Washington, D.C.-based CGA says its goal is to reduce the estimated 700,000 annual underground line strikes and save lives. It built the site, call811.com, using part of a $1-million grant to develop a public awareness campaign, funded through the federal Pipeline Inspection Protection, Enforcement and Safety Act of November 2006, says Eben Wyman, vice president of government relations at National Utility Contractors Association, Arlington, Va. The Website launched Jan. 24, and 811 service will begin in May.
Wyman serves on CGA’s 811 committee. The 811 number was first designated in the Pipeline Safety Improvement Act of 2002.
Many states have one-call centers, but they are not as effective as they should be, officials say. “About 280,000, or 40%, of these damages didn’t have calls made to the state’s one-call center,” says CGA President Robert Kipp. “We realized people couldn’t find the number, didn’t know about it, thought it cost money, or didn’t want to wait the 48- to 72-hour wait period.
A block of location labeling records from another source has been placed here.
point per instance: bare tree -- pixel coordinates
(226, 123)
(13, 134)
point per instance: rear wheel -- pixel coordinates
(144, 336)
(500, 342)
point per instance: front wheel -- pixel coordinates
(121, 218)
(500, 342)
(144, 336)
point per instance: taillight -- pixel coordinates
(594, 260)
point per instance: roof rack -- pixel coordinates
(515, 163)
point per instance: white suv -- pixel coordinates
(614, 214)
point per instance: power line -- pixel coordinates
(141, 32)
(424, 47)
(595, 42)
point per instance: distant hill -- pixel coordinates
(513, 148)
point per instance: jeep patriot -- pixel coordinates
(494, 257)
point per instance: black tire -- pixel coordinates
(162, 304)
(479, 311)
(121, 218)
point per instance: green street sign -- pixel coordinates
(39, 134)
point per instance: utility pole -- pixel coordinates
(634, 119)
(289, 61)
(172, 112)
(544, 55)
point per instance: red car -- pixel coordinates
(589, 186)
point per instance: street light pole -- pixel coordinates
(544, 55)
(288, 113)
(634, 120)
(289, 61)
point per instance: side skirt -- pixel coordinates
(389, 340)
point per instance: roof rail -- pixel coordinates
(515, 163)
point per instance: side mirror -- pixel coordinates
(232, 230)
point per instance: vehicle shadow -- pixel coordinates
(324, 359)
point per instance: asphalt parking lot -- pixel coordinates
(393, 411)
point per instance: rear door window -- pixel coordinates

We want the Website, public outreach meetings and advertising campaign to get people to call.”
Site resources include a national map with phone numbers of state one-call centers and their Websites. When the 811 number becomes active, information from callers will be directed to local centers, which will notify local utilities. Those utilities then will map and define lines and routes for free.
“The call center looks into the computer system, maps the site to see who has facilities such as sewer or gas, the information pops up on screen and notifications are sent to these companies,” says Kipp.